Voici comment les hassidim en vinrent à boire du 'yach' (de l'eau de vie).
Les élèves du Becht, qui étaient des Tsadikim, remarquèrent que le fait de se rassembler pour s'entretenir du service divin était une bonne chose.
Ils se sentirent obligés de boire un peu d'eau de vie, afin de rapprocher les coeurs. Mais, petit à petit, le but idéal que devaient véhiculer ces réunions devint secondaire, au profit d'une consommation d'alcool de plus en plus grande... Les enseignements de Torah se raréfièrent et la boisson finit par occuper une place prépondérante.
C'est pour cette raison que Rabénou abhorrait ce type de pratique, à tel point qu'il déclara une fois : 'je ne peux supporter plus longtemps la façon dont vous vous réjouissez les jours de fête !' Rabénou exigeait donc de ses disciples une parfaite sobriété, ce qui leur permettrait de se réunir, en échangeant uniquement des paroles relatives au service divin. Ce n'est qu'à l'époque de Rabbi Nahman de Toulchin que le thé fut introduit dans les cercles de réunion des hassidé breslev. D'après ce rav, la consommation de thé est sans danger, et ne présente pas les mêmes désagréments que l'alcool.
Le fait d'en boire est une bonne chose.
Source : SIAH SARFE KODESH II - Rabbi Nathan
1-763
Moshé Henkès se glorifiait d'être prêt à renoncer à la récompense spirituelle, liée à la charité offerte à Rabénou, pour l'octroyer à toute personne intéressée...
Quand on rapporta à Rabbi Nathan quelles étaient ses intentions, il s'écria : 'ça ne lui sera d'aucune utilité !'
En d'autres termes, bien que Moshé Henkès ait commis de graves transgressions, ajoutées aux immenses dégâts engendrés par son conflit engagé contre les hassidé breslev, il jouira finalement du salaire associé au commandement de la charité, qu'il pratiqua envers Rabénou.

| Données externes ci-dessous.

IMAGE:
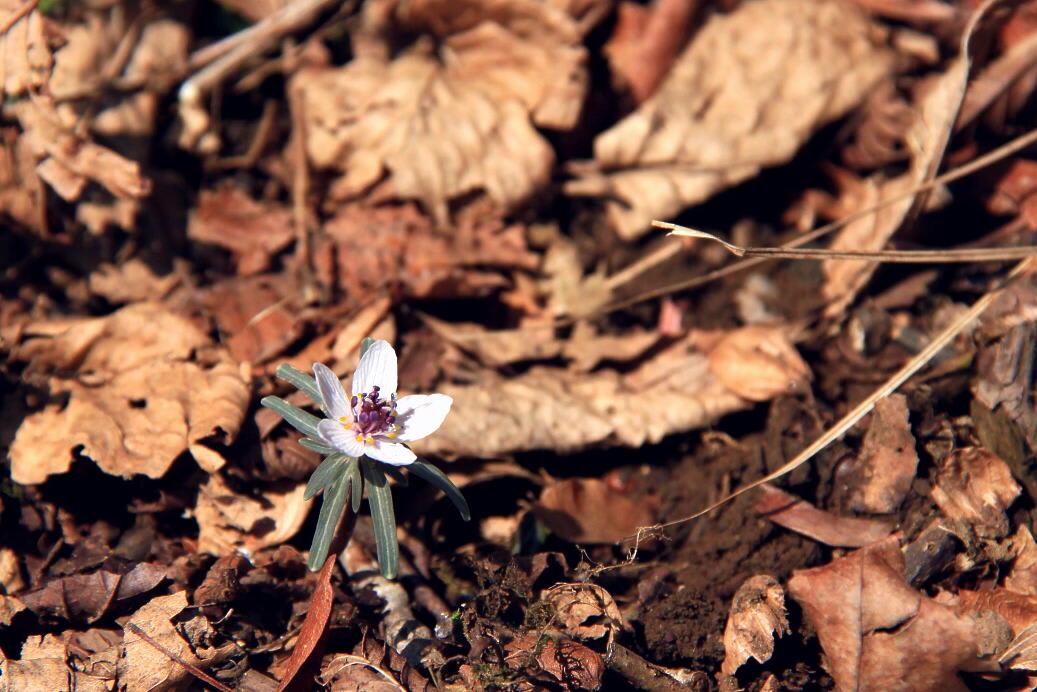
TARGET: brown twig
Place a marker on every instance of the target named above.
(194, 670)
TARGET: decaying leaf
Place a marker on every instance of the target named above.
(974, 487)
(228, 521)
(551, 408)
(453, 113)
(590, 510)
(136, 399)
(758, 363)
(748, 91)
(141, 666)
(585, 611)
(757, 617)
(253, 230)
(788, 510)
(885, 468)
(878, 633)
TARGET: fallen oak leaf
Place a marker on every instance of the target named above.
(722, 114)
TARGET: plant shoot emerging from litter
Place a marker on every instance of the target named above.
(362, 437)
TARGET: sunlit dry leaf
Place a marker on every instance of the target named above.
(141, 666)
(130, 282)
(885, 468)
(975, 487)
(228, 521)
(757, 617)
(585, 611)
(550, 408)
(135, 404)
(453, 113)
(748, 91)
(877, 633)
(253, 230)
(758, 363)
(590, 510)
(796, 515)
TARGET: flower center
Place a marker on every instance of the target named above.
(371, 415)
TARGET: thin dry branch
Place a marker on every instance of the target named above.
(892, 256)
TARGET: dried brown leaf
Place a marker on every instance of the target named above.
(135, 400)
(885, 468)
(975, 487)
(591, 510)
(799, 516)
(142, 667)
(229, 521)
(454, 113)
(757, 617)
(585, 611)
(758, 363)
(748, 91)
(877, 633)
(253, 230)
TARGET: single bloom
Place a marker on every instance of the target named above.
(373, 421)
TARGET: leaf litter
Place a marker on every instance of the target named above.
(475, 184)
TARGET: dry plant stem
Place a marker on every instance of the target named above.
(647, 675)
(861, 410)
(194, 670)
(892, 256)
(987, 159)
(18, 15)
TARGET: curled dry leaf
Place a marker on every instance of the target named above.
(136, 399)
(141, 666)
(228, 521)
(757, 616)
(254, 231)
(885, 468)
(591, 510)
(454, 113)
(722, 114)
(585, 611)
(550, 408)
(878, 633)
(975, 487)
(758, 363)
(800, 516)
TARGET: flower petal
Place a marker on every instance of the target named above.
(331, 391)
(390, 452)
(343, 440)
(377, 367)
(420, 415)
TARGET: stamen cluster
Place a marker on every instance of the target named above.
(372, 415)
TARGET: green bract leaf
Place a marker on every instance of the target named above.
(302, 421)
(331, 511)
(380, 497)
(318, 446)
(300, 381)
(432, 475)
(329, 471)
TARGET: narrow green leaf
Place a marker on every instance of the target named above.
(300, 380)
(318, 446)
(325, 474)
(365, 344)
(357, 480)
(432, 475)
(302, 421)
(396, 473)
(380, 497)
(331, 511)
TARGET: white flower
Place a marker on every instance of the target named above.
(373, 421)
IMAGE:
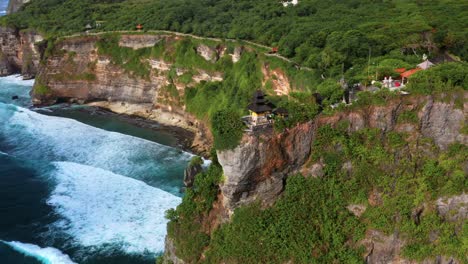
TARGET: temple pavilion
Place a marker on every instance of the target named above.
(260, 109)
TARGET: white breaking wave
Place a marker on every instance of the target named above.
(16, 79)
(40, 137)
(45, 255)
(102, 208)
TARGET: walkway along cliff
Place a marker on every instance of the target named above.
(257, 170)
(94, 70)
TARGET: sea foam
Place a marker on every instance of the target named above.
(39, 137)
(46, 255)
(107, 211)
(16, 79)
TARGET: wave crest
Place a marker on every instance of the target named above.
(46, 255)
(107, 211)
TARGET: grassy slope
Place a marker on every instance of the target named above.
(310, 222)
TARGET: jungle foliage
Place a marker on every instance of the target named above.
(325, 35)
(310, 222)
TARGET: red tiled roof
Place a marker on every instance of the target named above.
(408, 73)
(400, 70)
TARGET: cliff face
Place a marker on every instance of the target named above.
(77, 71)
(15, 5)
(256, 170)
(19, 52)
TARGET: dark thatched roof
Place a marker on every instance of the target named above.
(259, 104)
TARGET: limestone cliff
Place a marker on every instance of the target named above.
(15, 5)
(19, 52)
(76, 71)
(256, 170)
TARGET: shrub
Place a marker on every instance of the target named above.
(227, 128)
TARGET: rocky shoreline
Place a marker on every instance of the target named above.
(183, 137)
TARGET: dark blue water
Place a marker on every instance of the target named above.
(3, 7)
(74, 192)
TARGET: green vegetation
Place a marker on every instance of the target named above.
(326, 35)
(227, 129)
(310, 223)
(408, 117)
(442, 78)
(196, 161)
(131, 60)
(185, 225)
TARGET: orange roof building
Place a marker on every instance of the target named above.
(400, 70)
(408, 73)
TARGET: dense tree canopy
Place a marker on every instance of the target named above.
(323, 34)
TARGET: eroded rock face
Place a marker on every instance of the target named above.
(19, 52)
(190, 172)
(453, 208)
(15, 5)
(78, 73)
(443, 123)
(256, 170)
(386, 249)
(169, 253)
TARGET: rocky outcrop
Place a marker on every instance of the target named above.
(453, 209)
(19, 52)
(257, 168)
(76, 72)
(190, 172)
(15, 5)
(169, 253)
(386, 249)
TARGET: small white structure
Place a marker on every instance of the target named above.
(288, 3)
(425, 65)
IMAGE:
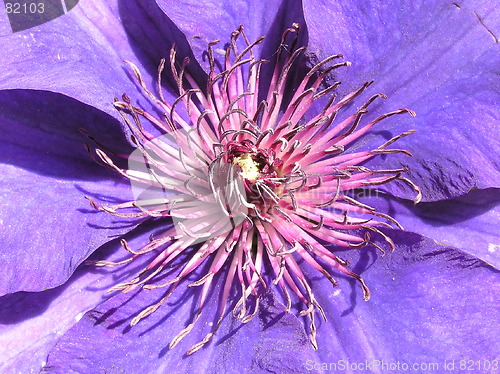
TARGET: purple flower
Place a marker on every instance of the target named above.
(432, 299)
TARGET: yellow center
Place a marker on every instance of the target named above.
(249, 168)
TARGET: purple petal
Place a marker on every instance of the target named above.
(269, 19)
(429, 304)
(32, 323)
(438, 59)
(48, 227)
(81, 53)
(469, 222)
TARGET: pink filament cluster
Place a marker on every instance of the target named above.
(252, 231)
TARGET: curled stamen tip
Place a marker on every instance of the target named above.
(418, 198)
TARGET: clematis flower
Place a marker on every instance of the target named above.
(430, 298)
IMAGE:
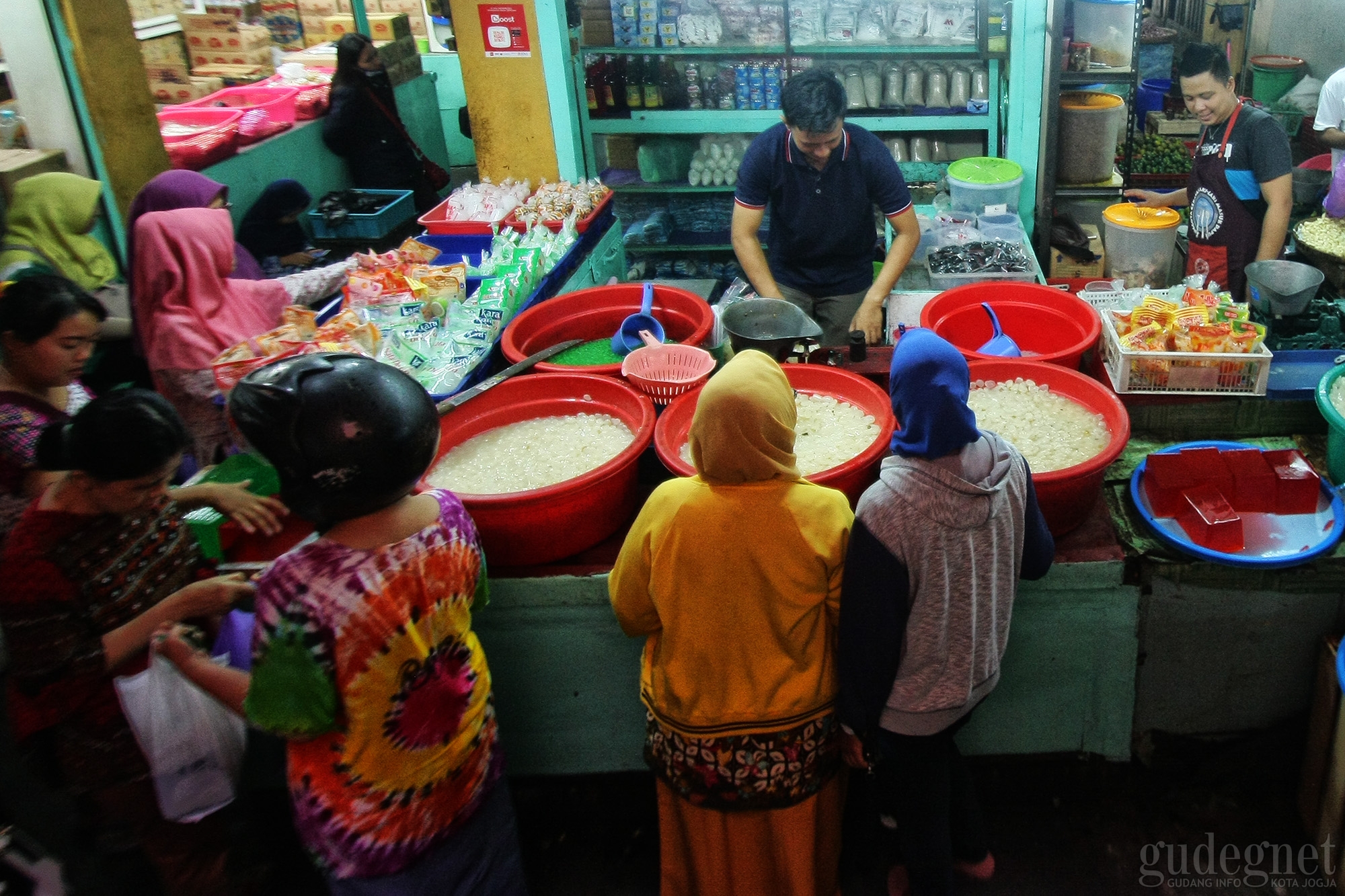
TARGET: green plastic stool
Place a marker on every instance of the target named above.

Source : SIAH SARFE KODESH II - Rabbi Nathan
1-622
Des hassidé breslev faisaient la louange d'un homme qui, d'après eux, était d'une grande majesté, en présence de Rabbi Nathan. Celui-ci leur lança :
'celui qui m'appartient et qui en est dépourvu en a cependant plus que lui !'
Il songeait à Rabbi Nahman, le fils de Rabbi Ozer, à la physionomie quelconque, mais qui servait D. avec éclat, comme on le sait. Rabbi Nathan voulait faire comprendre à ses disciples que la beauté d'un individu ne dépend pas de l'apparence extérieure mais de son intériorité, comme il est écrit (Sam 1 16,7) : 'l'homme voit par ses yeux, mais D. distingue le coeur'.